Mas o Mercosul, contra muitas previsões, se consolidou como realidade internacional. O Chile e a Bolívia, abandonados à sua própria sorte, enquanto a recessão se instalava no continente desde as crises financeiras, acabaram associando-se ao bloco, sendo que o primeiro cogitava ingressar formalmente. Além disso, assinou um acordo marco que prevê o estabelecimento de uma área de livre comércio com a União Européia. Os democratas norte-americanos trabalhavam com uma perspectiva de mais longo prazo, a criação da Área de Livre Comércio das Américas (Alca), e esperavam concluí-la em seu terceiro mandato, já que enfrentariam um candidato republicano fraco nas eleições.

Mas algumas surpresas ocorreriam. A diplomacia brasileira reagiu, articulando a Cúpula Sul-Americana de Brasília em setembro de 2000, que estabeleceu negociações para o estabelecimento de uma associação entre o Mercosul e o Pacto Andino, dando origem a uma área de livre comércio sul-americana. Os EUA reagiram dando novo ímpeto ao Plano Colômbia, como forma de quebrar a unidade sul-americana. Não tiveram sucesso. Pior ainda, a sucessão presidencial americana acabou num fiasco de larga repercussão mundial, que daria a vitória aos republicanos.

Subitamente, a diplomacia americana adotou um protagonismo acelerado, numa verdadeira luta contra o relógio, com o objetivo de criar fatos consumados para o próximo ocupante da Casa Branca. Subitamente, reinicia-se negociações entre o Nafta e o Chile, e fala-se em acelerar a constituição da Alca (a ser analisada no próximo artigo). Com relação ao Chile, trata-se realmente de um caso de oportunismo, uma vez que este país apenas procurou o Mercosul quando não havia outra possibilidade de associação internacional. Qual a importância deste país na atual conjuntura?

Economicamente, o Chile mal ultrapassa o Rio Grande do Sul, pois apesar de sua população ser de 14 milhões (o RS tem 10), o nível de exclusão social é muito mais elevado. Portanto, como mercado o Chile não é relevante para o Nafta (que, aliás, já tem acesso a esse mercado). Seus produtos de exportação são basicamente primários, evidenciando um comércio de tipo colonial (matérias-primas transformadas contra importação de manufaturados). Basicamente o Chile exporta cobre, madeiras, vinho e frutas. Os dois primeiros destinam principalmente ao mercado asiático, e os EUA não necessitam tanto assim do vinho e das frutas chilenas, concedendo-lhes apenas uma quota para seus supermercados. Então por que estimular sua entrada no Nafta?

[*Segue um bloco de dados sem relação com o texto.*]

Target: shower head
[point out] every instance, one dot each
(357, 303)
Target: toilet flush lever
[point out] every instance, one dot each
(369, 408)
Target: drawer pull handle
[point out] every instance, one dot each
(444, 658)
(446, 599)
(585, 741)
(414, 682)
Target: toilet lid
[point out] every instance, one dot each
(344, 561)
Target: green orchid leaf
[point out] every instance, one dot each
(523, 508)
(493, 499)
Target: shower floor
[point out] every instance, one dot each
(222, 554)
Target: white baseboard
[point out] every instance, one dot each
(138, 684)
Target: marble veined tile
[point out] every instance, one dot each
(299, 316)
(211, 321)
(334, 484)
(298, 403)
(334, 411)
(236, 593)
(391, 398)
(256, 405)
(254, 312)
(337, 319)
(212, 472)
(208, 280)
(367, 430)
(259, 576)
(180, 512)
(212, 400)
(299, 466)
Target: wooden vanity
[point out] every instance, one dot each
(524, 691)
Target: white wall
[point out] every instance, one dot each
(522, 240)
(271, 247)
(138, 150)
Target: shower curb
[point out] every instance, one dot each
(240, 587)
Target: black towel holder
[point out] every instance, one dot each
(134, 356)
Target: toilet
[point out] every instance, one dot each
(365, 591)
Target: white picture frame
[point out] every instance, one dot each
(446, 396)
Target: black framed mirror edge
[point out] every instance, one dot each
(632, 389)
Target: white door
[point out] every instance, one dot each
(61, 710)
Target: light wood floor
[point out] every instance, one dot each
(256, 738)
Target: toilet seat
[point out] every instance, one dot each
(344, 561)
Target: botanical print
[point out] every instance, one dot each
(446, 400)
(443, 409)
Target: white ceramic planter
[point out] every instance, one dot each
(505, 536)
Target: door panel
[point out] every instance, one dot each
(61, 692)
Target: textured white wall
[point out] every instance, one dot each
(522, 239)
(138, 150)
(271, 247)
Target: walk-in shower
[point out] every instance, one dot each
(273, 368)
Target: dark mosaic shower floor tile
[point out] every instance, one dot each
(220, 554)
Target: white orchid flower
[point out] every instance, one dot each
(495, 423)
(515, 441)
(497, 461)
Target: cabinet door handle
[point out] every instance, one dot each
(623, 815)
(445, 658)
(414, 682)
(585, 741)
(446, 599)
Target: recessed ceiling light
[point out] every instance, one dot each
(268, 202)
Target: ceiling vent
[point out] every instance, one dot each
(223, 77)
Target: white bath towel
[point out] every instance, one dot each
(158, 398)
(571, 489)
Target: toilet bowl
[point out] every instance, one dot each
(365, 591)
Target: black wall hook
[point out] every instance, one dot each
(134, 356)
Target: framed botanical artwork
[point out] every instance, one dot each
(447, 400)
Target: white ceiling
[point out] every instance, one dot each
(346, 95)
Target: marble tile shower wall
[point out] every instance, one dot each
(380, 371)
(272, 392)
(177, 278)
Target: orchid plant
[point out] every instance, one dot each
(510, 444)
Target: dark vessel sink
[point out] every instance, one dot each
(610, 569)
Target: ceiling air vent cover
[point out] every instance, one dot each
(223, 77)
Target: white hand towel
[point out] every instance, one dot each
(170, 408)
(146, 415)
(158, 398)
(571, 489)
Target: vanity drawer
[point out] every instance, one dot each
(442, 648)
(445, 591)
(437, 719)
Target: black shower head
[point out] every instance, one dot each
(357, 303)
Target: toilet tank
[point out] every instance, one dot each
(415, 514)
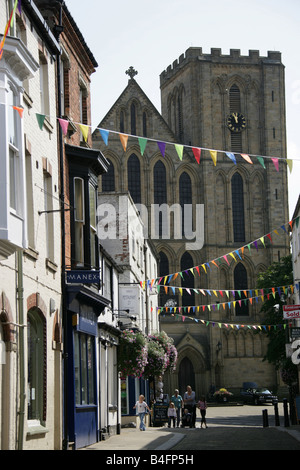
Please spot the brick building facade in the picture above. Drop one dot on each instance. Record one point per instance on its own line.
(242, 202)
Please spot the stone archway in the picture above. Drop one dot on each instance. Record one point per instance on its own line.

No momento em que a América do Sul procura criar um bloco contraposto à Alca, a Argentina passa por enormes dificuldades econômico-financeiras (que repercutem sobre o Mercosul) e que as negociações com a União Européia e com a África Austral avançam, quebrar a unidade dos países sul-americanos é fundamental. Mais do que uma possível defecção do Chile (um país pequeno e destituído de projeto nacional), o que interessa é criar um clima para que outros, como a Argentina, acreditem que haja uma alternativa fora do Mercosul. Particularmente, interessa ganhar aliados para a Alca.

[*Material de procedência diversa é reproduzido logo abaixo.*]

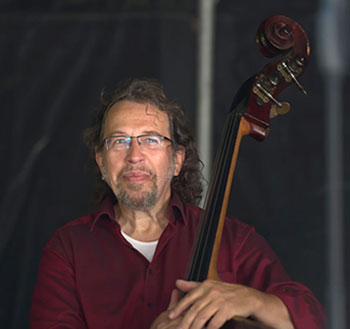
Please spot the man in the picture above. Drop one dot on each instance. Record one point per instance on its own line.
(122, 266)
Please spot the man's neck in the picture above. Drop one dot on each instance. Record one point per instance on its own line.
(140, 224)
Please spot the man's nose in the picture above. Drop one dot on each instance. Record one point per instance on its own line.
(134, 152)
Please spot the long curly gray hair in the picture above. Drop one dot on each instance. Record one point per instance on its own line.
(188, 184)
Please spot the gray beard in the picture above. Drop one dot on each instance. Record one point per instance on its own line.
(145, 202)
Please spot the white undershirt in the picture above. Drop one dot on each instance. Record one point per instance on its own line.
(145, 248)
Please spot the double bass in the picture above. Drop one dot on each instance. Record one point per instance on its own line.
(253, 106)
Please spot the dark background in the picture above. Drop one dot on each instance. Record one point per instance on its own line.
(56, 56)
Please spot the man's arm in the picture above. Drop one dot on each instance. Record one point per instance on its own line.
(217, 302)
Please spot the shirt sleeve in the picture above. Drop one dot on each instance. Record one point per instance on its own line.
(259, 267)
(55, 302)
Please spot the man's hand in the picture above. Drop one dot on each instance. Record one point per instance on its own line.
(214, 303)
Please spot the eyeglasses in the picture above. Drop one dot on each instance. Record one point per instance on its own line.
(148, 142)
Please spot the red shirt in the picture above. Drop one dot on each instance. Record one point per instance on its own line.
(91, 277)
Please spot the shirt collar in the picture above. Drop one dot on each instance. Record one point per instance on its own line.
(176, 210)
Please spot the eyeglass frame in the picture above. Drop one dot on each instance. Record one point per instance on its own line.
(129, 138)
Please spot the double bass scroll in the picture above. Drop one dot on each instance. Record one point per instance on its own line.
(254, 105)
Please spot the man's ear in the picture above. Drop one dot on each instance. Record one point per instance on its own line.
(179, 159)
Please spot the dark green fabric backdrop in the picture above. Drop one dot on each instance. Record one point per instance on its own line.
(56, 58)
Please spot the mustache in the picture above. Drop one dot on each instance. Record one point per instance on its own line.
(135, 168)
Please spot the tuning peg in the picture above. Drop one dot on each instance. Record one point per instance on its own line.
(279, 110)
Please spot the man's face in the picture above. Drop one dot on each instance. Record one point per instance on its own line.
(140, 178)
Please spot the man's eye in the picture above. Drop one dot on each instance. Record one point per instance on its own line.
(120, 141)
(151, 140)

Mas o Chile também é importante por outras razões. Não apenas por estar localizado no litoral do Oceano Pacífico, este país é fundamental para ligar o Mercosul aos países asiáticos, que tem crescente interesse em estreitar vínculos com a América do Sul. O Chile é membro ativo da APEC e da PECC (associações dos países da Ásia-Pacífico), além de manter um cooperação institucionalizada e sedimentada com países da ASEAN (Associação das Nações do Sudeste Asiático) e de potências como China e Japão. Possui links empresariais, comerciais, financeiros, informativos e de investimentos com a Ásia, que interessam ao Mercosul, que lograria uma conexão direta com aquela região através do nosso virtual parceiro.

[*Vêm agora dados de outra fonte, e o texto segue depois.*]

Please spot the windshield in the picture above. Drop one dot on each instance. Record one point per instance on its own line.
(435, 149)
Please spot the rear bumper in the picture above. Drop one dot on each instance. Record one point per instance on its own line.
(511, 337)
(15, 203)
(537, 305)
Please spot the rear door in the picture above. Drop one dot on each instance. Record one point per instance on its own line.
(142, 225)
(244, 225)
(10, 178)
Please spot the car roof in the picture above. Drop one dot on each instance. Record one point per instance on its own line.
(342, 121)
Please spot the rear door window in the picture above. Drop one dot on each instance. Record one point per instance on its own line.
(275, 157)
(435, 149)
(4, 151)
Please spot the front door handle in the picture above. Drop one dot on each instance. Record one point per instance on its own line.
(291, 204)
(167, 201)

Se o Chile realmente "trair" o Mercosul, este procurará buscar uma nova "rota asiática" através da África do Sul, mas o caminho será mais complicado. De qualquer maneira, como em incontáveis ocasiões da história diplomática latino-americana, os EUA buscam novamente fomentar a cisão entre os países da região, para evitar uma frente unida. Divide et impera.

Paulo Fagundes Vizentini é Professor de Relações Internacionais e Diretor do Instituto Latino-Americano de Estudos Avançados da UFRGS. Pesquisador Associado do NUPRI/USP.